When left unplanned, it is difficult to capitalise fully on the potential for brand participation. You risk ideas not being seen to connect to the brand and also starting a new relationship, have no clear and relevant way to sustain it.

Raising expectations and going out on an experimental ’first date’, with no follow up and feedback is bound to disappoint.

Brand participation needs to drive a specific intended brand experience and response. So marketers need to think about how brand participation activity makes a relevant connection to the product or service and that is clearly recognised and understood.

Another important challenge is to understand whether your assumptions about how your new, participatory activity is contributing to building a deeper, more rewarding brand relationship. As we all embrace these opportunities for creating more participatory and engaging experiences, we need to be clear how we expect them to deliver.

I am still astonished that within our increasingly imaginative and integrated world of brands and communications, so many turn back to the familiar world of measurement and use tools created to measure broadcast advertising and backward-looking databases, to evaluate their forward-looking approaches to engagement marketing.
Why would you only track ’awareness’ and ’relevance’ metrics for a highly targeted entertainment idea, that is expected to ’reward’ and ’gain’ credit from a few, rather than ’tell’ many?

Why would you not have a clear set of participatory metrics that measure how people interact what they ’do’ as well as ’think’ in response to the campaign and brand? Would you not want to know whether your engagement activity is creating a deeper response to the brand than your advertising?

Marketers need to understand that the world of brands and communications has changed and become more complex, and that engaging campaigns work in lots of different ways and therefore need different, more forward looking and sensitive development and evaluation metrics.

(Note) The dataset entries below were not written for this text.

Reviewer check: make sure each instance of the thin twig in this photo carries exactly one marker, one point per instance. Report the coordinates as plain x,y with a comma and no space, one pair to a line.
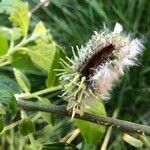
125,126
38,93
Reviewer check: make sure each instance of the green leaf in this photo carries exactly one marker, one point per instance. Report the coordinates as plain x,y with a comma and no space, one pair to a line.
7,89
44,56
22,61
20,17
47,117
8,5
26,127
52,79
59,146
41,32
19,13
7,98
91,132
3,44
1,123
132,141
41,56
22,80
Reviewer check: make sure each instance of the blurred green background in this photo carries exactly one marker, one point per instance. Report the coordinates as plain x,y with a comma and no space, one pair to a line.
72,23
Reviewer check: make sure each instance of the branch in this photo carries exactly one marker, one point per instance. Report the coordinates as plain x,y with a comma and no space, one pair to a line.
125,126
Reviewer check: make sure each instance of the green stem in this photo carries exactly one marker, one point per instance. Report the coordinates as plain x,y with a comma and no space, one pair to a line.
41,92
145,141
12,125
125,126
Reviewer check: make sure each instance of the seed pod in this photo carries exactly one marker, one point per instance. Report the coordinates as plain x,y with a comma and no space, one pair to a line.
95,67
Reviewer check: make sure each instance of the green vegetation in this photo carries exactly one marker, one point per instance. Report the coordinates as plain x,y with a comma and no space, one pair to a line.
30,50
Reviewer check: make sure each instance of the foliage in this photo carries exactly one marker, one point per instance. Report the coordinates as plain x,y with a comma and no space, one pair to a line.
28,59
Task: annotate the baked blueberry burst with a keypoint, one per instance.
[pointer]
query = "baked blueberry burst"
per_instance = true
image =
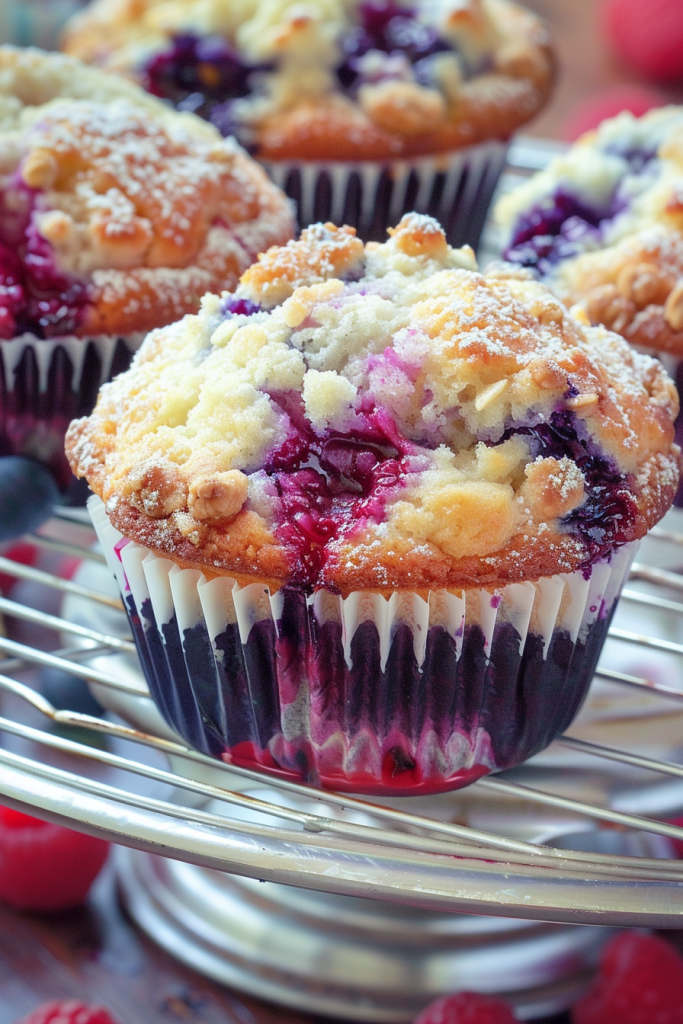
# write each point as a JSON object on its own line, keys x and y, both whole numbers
{"x": 602, "y": 226}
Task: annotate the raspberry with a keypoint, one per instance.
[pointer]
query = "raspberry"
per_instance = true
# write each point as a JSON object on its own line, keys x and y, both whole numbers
{"x": 640, "y": 982}
{"x": 678, "y": 843}
{"x": 68, "y": 1012}
{"x": 466, "y": 1008}
{"x": 648, "y": 36}
{"x": 637, "y": 99}
{"x": 44, "y": 866}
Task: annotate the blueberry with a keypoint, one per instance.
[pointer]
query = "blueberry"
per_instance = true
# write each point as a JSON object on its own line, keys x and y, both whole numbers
{"x": 28, "y": 493}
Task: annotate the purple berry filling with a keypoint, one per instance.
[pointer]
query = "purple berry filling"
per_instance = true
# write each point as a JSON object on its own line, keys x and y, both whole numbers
{"x": 389, "y": 29}
{"x": 603, "y": 519}
{"x": 546, "y": 236}
{"x": 330, "y": 483}
{"x": 199, "y": 73}
{"x": 232, "y": 306}
{"x": 35, "y": 296}
{"x": 206, "y": 75}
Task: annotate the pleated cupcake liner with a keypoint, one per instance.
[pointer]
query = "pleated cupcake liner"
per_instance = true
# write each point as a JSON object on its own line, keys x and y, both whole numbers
{"x": 456, "y": 187}
{"x": 392, "y": 695}
{"x": 46, "y": 383}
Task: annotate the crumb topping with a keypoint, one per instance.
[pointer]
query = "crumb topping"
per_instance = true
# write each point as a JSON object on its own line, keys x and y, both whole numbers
{"x": 117, "y": 215}
{"x": 329, "y": 79}
{"x": 351, "y": 417}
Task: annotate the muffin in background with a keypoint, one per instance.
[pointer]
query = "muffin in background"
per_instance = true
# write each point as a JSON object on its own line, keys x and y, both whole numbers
{"x": 361, "y": 111}
{"x": 602, "y": 225}
{"x": 117, "y": 214}
{"x": 372, "y": 512}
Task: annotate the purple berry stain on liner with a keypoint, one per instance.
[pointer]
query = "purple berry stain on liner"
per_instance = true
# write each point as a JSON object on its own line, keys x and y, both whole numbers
{"x": 35, "y": 296}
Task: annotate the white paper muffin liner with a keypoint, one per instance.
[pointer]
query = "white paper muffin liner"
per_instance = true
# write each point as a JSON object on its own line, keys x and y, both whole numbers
{"x": 367, "y": 693}
{"x": 46, "y": 383}
{"x": 456, "y": 187}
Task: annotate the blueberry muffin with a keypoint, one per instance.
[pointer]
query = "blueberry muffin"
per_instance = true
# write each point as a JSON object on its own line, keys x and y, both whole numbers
{"x": 603, "y": 226}
{"x": 383, "y": 84}
{"x": 116, "y": 215}
{"x": 371, "y": 512}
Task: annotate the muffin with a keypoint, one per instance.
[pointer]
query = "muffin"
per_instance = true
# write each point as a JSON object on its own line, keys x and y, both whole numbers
{"x": 116, "y": 215}
{"x": 603, "y": 226}
{"x": 371, "y": 512}
{"x": 360, "y": 110}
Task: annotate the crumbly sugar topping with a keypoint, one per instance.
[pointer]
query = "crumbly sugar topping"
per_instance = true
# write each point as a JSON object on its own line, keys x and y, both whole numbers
{"x": 117, "y": 196}
{"x": 385, "y": 73}
{"x": 350, "y": 409}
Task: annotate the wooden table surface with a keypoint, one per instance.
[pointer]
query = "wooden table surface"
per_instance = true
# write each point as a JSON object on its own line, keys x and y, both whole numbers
{"x": 95, "y": 953}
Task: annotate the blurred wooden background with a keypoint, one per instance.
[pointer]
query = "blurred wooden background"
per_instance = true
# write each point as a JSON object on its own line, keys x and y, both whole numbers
{"x": 586, "y": 66}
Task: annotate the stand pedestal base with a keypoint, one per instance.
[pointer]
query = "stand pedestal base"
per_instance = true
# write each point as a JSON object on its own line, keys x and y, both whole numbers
{"x": 348, "y": 957}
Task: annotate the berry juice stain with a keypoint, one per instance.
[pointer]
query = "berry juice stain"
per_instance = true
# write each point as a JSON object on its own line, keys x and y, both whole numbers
{"x": 35, "y": 296}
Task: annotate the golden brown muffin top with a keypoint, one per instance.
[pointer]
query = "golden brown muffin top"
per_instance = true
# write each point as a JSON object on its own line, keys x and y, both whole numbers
{"x": 382, "y": 417}
{"x": 603, "y": 226}
{"x": 133, "y": 210}
{"x": 331, "y": 79}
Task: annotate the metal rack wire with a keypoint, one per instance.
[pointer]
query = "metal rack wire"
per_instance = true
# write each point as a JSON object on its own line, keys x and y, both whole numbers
{"x": 323, "y": 840}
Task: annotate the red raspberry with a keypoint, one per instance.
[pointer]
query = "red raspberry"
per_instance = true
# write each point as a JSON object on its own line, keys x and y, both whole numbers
{"x": 466, "y": 1008}
{"x": 640, "y": 982}
{"x": 678, "y": 843}
{"x": 44, "y": 866}
{"x": 648, "y": 36}
{"x": 637, "y": 99}
{"x": 68, "y": 1012}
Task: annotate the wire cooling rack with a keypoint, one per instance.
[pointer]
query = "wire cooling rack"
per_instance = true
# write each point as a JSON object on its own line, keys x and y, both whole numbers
{"x": 582, "y": 834}
{"x": 425, "y": 855}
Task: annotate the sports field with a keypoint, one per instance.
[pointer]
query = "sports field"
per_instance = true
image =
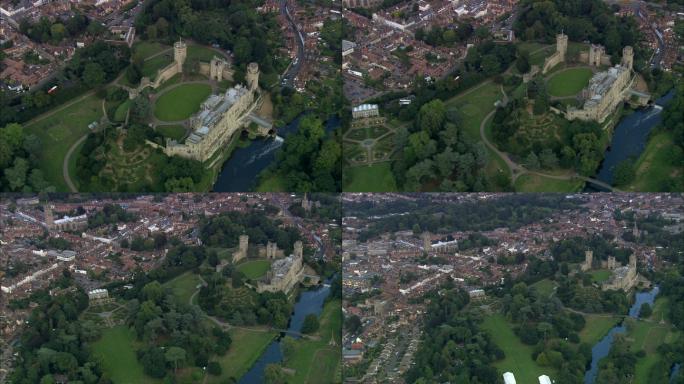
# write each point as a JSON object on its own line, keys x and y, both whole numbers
{"x": 518, "y": 355}
{"x": 115, "y": 350}
{"x": 568, "y": 82}
{"x": 59, "y": 130}
{"x": 254, "y": 269}
{"x": 181, "y": 102}
{"x": 374, "y": 178}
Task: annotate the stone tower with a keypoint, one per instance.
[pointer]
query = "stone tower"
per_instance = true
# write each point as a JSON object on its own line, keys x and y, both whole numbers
{"x": 49, "y": 218}
{"x": 427, "y": 241}
{"x": 252, "y": 76}
{"x": 596, "y": 53}
{"x": 628, "y": 57}
{"x": 244, "y": 244}
{"x": 562, "y": 45}
{"x": 588, "y": 260}
{"x": 180, "y": 52}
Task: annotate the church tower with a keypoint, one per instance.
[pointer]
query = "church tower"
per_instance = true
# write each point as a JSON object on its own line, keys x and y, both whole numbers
{"x": 180, "y": 52}
{"x": 252, "y": 76}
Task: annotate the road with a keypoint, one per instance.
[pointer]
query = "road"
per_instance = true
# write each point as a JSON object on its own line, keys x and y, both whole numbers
{"x": 290, "y": 74}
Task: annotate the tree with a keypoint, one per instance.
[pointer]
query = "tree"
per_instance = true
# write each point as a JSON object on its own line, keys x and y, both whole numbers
{"x": 93, "y": 75}
{"x": 310, "y": 324}
{"x": 175, "y": 355}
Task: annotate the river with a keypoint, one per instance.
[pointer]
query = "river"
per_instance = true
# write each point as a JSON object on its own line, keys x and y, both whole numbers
{"x": 309, "y": 302}
{"x": 602, "y": 348}
{"x": 240, "y": 171}
{"x": 630, "y": 137}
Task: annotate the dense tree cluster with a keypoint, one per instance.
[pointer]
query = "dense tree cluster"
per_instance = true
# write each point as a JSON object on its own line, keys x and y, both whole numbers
{"x": 19, "y": 161}
{"x": 310, "y": 159}
{"x": 224, "y": 230}
{"x": 592, "y": 20}
{"x": 251, "y": 36}
{"x": 56, "y": 344}
{"x": 454, "y": 348}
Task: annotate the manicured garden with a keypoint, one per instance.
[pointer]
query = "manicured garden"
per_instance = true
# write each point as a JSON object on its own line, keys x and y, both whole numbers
{"x": 374, "y": 178}
{"x": 518, "y": 355}
{"x": 254, "y": 269}
{"x": 59, "y": 130}
{"x": 568, "y": 82}
{"x": 181, "y": 102}
{"x": 116, "y": 351}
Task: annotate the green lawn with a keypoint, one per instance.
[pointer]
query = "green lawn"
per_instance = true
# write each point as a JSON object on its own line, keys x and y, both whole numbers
{"x": 245, "y": 349}
{"x": 254, "y": 269}
{"x": 518, "y": 355}
{"x": 315, "y": 361}
{"x": 116, "y": 351}
{"x": 568, "y": 82}
{"x": 175, "y": 131}
{"x": 545, "y": 287}
{"x": 600, "y": 275}
{"x": 122, "y": 111}
{"x": 374, "y": 178}
{"x": 656, "y": 165}
{"x": 184, "y": 286}
{"x": 59, "y": 131}
{"x": 597, "y": 327}
{"x": 181, "y": 102}
{"x": 535, "y": 183}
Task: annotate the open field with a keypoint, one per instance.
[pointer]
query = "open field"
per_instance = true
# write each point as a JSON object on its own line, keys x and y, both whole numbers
{"x": 600, "y": 275}
{"x": 181, "y": 102}
{"x": 115, "y": 350}
{"x": 315, "y": 361}
{"x": 245, "y": 349}
{"x": 568, "y": 82}
{"x": 183, "y": 286}
{"x": 58, "y": 131}
{"x": 518, "y": 355}
{"x": 545, "y": 287}
{"x": 656, "y": 165}
{"x": 597, "y": 327}
{"x": 254, "y": 269}
{"x": 374, "y": 178}
{"x": 536, "y": 183}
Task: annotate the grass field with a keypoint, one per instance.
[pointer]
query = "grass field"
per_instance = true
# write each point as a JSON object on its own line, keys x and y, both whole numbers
{"x": 656, "y": 165}
{"x": 597, "y": 327}
{"x": 535, "y": 183}
{"x": 315, "y": 361}
{"x": 545, "y": 287}
{"x": 600, "y": 275}
{"x": 183, "y": 286}
{"x": 245, "y": 349}
{"x": 181, "y": 102}
{"x": 115, "y": 350}
{"x": 518, "y": 355}
{"x": 374, "y": 178}
{"x": 568, "y": 82}
{"x": 254, "y": 269}
{"x": 175, "y": 132}
{"x": 59, "y": 131}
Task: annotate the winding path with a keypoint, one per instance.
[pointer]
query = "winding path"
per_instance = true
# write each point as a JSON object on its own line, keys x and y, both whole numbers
{"x": 518, "y": 170}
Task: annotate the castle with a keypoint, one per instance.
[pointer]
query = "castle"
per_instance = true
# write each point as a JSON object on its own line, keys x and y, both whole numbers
{"x": 623, "y": 277}
{"x": 285, "y": 273}
{"x": 606, "y": 90}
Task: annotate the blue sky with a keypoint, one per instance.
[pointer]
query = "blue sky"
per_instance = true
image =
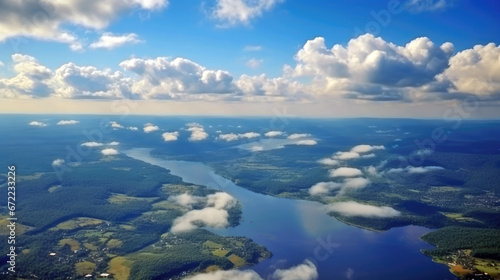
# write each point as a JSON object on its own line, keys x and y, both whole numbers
{"x": 248, "y": 38}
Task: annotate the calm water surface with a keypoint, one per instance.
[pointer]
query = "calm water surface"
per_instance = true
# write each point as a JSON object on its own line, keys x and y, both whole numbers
{"x": 295, "y": 230}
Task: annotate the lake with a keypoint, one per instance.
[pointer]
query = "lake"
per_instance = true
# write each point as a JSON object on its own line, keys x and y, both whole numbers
{"x": 295, "y": 230}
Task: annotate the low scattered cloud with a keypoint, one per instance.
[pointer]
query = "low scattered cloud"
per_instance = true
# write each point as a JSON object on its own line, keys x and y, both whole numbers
{"x": 324, "y": 188}
{"x": 58, "y": 162}
{"x": 257, "y": 149}
{"x": 349, "y": 273}
{"x": 273, "y": 133}
{"x": 110, "y": 41}
{"x": 329, "y": 161}
{"x": 116, "y": 125}
{"x": 352, "y": 208}
{"x": 345, "y": 172}
{"x": 360, "y": 149}
{"x": 209, "y": 217}
{"x": 254, "y": 63}
{"x": 418, "y": 6}
{"x": 109, "y": 152}
{"x": 197, "y": 132}
{"x": 228, "y": 137}
{"x": 296, "y": 136}
{"x": 98, "y": 144}
{"x": 214, "y": 214}
{"x": 371, "y": 155}
{"x": 306, "y": 142}
{"x": 234, "y": 12}
{"x": 186, "y": 199}
{"x": 67, "y": 122}
{"x": 356, "y": 152}
{"x": 305, "y": 271}
{"x": 170, "y": 136}
{"x": 347, "y": 185}
{"x": 252, "y": 48}
{"x": 346, "y": 155}
{"x": 415, "y": 169}
{"x": 249, "y": 135}
{"x": 37, "y": 123}
{"x": 226, "y": 275}
{"x": 148, "y": 128}
{"x": 233, "y": 137}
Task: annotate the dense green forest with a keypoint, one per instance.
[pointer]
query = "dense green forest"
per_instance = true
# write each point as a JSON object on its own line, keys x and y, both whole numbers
{"x": 484, "y": 243}
{"x": 117, "y": 208}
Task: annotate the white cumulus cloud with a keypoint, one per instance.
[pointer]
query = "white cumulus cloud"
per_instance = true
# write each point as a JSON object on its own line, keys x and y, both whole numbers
{"x": 345, "y": 172}
{"x": 228, "y": 137}
{"x": 109, "y": 152}
{"x": 170, "y": 136}
{"x": 329, "y": 161}
{"x": 306, "y": 142}
{"x": 148, "y": 128}
{"x": 46, "y": 19}
{"x": 37, "y": 123}
{"x": 352, "y": 208}
{"x": 110, "y": 41}
{"x": 296, "y": 136}
{"x": 273, "y": 133}
{"x": 305, "y": 271}
{"x": 67, "y": 122}
{"x": 58, "y": 162}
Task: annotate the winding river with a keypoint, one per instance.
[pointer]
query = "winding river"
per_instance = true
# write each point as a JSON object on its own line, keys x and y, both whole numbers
{"x": 295, "y": 230}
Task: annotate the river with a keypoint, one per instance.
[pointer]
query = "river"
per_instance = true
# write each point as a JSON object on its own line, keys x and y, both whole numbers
{"x": 295, "y": 230}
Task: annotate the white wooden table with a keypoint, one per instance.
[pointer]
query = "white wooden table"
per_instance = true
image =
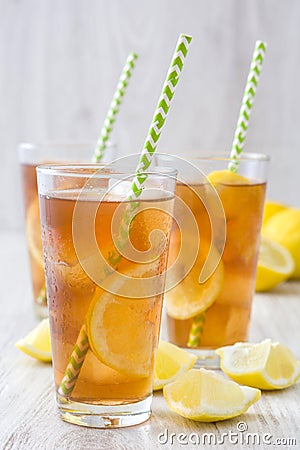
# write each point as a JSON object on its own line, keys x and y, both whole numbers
{"x": 28, "y": 416}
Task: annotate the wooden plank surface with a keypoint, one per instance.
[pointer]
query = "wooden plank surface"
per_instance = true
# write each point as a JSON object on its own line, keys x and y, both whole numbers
{"x": 28, "y": 416}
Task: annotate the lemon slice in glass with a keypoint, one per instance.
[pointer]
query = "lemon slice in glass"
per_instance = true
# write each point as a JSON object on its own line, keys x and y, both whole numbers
{"x": 122, "y": 332}
{"x": 37, "y": 343}
{"x": 284, "y": 228}
{"x": 171, "y": 361}
{"x": 275, "y": 264}
{"x": 206, "y": 396}
{"x": 266, "y": 365}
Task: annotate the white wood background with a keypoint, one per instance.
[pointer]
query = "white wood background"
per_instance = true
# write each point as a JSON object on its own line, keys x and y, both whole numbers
{"x": 60, "y": 61}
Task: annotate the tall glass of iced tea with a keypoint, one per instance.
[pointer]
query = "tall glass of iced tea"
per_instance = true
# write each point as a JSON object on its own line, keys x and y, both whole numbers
{"x": 215, "y": 311}
{"x": 105, "y": 262}
{"x": 31, "y": 155}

Brands are held in people’s minds as a set of unconscious, primarily emotional and, often unconnected, associations. Therefore it makes sense to measure peoples unconscious ’sensing’ of a brand. We also measure how they are being influenced by the behaviour or others and identify the ’social emotion’ that is going on around a brand.

We explore this using implicit as well as explicit questioning and by introducing more qualitative measures alongside hard metrics. We also have a specific set of metrics to measure engagement and participation. Brands need to not only listen to the ongoing conversations about their brand, but interpret and understand how best to respond.

As Kraft expands their brand experience into multiple touchpoints beyond the fridge, we see ’brand sensing’ and ’brand participation’ measures increase.

We know people think others like them and using Kraft products and that they themselves are open to interacting with Kraft, whether it is to offer recipe ideas or talk about products and brands to friends. We also know that high ’sensing’ of others activity around the brand and the willingness to participate with Kraft makes Kraft one of the world’s most engaging brands. Our study shows Kraft to be in the top 10 of the most engaging brands.

We believe a more planned approach to engagement strategy and evaluation is the way forward to building successful, profitable brand participation.